University’s Centre for Ageing Studies researches social loneliness as part of Cheshire-wide project

Posted on 12th September 2014

Research into tackling the 21st-century issue of social loneliness will be carried out by the University of Chester as part of a £5.2million grant issued to the public, private and voluntary sector this week (Monday, September 8).

The Centre for Ageing Studies at the University is a partner in the Brighter Lives Project which was announced as part of the Big Lottery’s Ageing Better Programme.

The money will fund a five-year partnership programme designed to identify, design and implement innovative solutions to the problems affecting older people across the borough. Led by Age UK Cheshire and managed by a partnership steering group, the ‘Bright Life’ project spent seven months interviewing over 760 older people and 22 organisations, gathering information to inform its successful funding bid. The next stage for the 11-strong partnership will be to develop a delivery plan for submission to the Big Lottery Fund by December this year for delivery in April 2015.

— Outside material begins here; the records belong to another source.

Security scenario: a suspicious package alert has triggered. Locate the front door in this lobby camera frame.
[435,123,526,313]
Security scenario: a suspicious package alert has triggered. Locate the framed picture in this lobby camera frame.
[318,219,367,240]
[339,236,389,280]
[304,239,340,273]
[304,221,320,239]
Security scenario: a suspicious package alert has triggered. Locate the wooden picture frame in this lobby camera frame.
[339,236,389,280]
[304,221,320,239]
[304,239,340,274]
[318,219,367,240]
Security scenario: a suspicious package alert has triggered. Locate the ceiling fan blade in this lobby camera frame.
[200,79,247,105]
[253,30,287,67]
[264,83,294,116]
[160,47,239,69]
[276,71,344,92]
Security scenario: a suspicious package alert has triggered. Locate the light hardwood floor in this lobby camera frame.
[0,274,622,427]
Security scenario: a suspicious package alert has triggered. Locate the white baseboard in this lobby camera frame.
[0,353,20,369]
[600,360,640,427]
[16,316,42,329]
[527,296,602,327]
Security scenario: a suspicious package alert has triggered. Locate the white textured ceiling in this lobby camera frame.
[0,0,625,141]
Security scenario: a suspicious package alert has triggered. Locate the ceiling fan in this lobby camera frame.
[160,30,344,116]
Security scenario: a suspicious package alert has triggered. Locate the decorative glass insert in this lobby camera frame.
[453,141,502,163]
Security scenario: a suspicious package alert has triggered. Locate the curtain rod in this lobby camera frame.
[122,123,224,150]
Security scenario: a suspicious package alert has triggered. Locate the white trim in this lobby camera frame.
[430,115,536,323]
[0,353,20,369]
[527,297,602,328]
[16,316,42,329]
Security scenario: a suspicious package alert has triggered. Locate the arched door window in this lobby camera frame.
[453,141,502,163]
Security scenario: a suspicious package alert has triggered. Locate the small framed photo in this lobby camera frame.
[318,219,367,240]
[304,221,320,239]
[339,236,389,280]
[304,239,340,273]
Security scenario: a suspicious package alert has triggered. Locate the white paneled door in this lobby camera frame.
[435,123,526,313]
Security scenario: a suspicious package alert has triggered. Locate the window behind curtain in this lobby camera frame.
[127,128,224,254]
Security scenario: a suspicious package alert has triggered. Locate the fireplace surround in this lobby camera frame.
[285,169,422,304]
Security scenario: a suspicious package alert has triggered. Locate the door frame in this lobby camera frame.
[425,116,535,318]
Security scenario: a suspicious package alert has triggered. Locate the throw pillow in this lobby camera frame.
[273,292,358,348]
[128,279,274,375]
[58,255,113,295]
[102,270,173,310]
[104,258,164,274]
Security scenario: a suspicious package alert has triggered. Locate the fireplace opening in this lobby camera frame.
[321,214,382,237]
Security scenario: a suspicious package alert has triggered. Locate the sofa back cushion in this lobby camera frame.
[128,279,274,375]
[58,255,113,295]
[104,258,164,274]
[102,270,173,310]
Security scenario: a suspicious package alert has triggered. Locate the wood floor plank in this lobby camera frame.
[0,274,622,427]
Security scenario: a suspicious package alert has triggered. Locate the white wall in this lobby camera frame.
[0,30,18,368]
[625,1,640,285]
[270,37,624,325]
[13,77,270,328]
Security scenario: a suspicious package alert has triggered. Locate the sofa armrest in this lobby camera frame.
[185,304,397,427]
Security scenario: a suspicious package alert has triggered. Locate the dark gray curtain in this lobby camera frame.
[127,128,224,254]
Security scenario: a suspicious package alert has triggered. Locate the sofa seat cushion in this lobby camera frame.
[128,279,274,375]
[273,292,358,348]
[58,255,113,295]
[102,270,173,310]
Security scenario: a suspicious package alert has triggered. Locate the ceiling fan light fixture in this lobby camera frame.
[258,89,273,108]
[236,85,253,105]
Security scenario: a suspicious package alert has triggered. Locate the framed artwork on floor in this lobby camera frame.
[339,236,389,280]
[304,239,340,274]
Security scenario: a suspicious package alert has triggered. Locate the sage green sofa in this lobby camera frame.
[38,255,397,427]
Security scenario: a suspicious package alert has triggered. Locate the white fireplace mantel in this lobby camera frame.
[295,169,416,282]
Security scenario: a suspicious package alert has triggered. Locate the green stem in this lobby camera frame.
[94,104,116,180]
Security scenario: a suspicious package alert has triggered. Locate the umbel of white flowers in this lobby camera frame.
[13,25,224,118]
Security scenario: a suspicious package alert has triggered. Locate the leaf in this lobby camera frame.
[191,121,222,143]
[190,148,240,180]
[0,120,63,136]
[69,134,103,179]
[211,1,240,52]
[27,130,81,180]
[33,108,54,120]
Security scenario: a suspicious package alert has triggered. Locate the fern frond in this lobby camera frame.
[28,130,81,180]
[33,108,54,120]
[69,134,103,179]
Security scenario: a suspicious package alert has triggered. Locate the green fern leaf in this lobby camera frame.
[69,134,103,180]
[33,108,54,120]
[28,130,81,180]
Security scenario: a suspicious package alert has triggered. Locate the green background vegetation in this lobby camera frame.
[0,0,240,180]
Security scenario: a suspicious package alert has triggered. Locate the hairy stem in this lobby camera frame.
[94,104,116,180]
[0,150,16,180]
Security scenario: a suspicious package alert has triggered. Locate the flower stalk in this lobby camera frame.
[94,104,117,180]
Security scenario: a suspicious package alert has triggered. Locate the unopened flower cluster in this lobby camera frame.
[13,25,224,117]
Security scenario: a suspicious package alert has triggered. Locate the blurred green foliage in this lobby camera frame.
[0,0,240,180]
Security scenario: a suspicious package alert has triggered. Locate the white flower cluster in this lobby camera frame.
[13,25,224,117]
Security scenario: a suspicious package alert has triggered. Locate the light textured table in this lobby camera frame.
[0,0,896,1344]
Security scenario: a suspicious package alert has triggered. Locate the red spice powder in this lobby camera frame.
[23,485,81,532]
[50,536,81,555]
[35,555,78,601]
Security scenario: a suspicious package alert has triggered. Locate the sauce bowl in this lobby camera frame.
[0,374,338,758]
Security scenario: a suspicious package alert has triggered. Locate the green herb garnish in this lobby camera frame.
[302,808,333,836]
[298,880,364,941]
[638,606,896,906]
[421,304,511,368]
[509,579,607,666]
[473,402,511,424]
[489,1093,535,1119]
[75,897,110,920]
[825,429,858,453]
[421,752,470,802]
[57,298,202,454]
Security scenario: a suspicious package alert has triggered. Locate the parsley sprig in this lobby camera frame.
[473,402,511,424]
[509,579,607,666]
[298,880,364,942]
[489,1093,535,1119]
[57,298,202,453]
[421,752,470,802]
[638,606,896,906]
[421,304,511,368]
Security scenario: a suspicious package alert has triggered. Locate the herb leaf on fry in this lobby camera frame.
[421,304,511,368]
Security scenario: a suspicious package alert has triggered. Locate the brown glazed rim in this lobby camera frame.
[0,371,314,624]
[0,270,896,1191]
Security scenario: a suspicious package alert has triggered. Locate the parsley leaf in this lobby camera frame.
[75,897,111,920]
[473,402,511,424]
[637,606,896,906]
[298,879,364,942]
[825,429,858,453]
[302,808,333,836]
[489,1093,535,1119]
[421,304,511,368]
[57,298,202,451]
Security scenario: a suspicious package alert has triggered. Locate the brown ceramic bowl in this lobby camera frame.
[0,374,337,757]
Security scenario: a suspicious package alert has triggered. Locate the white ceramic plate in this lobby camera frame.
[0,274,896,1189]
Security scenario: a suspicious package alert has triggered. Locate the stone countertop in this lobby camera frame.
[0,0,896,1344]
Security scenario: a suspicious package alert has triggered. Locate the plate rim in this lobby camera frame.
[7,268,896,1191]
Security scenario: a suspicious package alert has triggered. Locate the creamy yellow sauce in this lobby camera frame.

Led by Professor Paul Kingston, the Centre’s role will be to develop and lead on the scientific evaluation of the project alongside both partners and individuals who are involved and will participate over the five years of the venture.

The project is vitally important because recent research has shown that ‘15 per cent of respondents aged 85 years and older in the study live more than 40 miles apart from their children and 12 per cent of respondents living alone live more than 40 miles from their children. It has been noted that a lack of social contact reduces an older person’s well-being, can damage mental health and it can also be detrimental to physical health. In principle, the further away from their older parents children live, the less able they will be to provide regular support for them’. (Women’s Royal Voluntary Service, 2012)

Recognising that older people are the experts on their own lives, the University of Chester team proposes to adopt a collaborative approach based on the principles of participatory research. This is also consistent with the Brighter Lives programme aims of supporting older people to:

 

  • become more socially connected
  • be more active in their communities
  • have enhanced input into the design and development of services.

Essentially the team will work in partnership with older people across Cheshire to enable them to develop and strengthen the skills necessary to undertake robust, high quality research. The University of Chester staff and older people will work together collecting and analysing data on loneliness, community engagement, social connections and individual wellbeing. The aim is to produce a comprehensive report on the social connectivity of older people living in Cheshire that will be used in the development of a community engagement plan for the local community.

Professor Kingston, Director of the Centre for Ageing Studies, at the University of Chester, said: “This project fires the imagination of how individuals, communities and organisations can come together to generate new ideas for community cohesion and support for an ageing society. The University’s task is to provide an evidence base that will allow other parts of the country to replicate the successes we hope to see over the next five years.”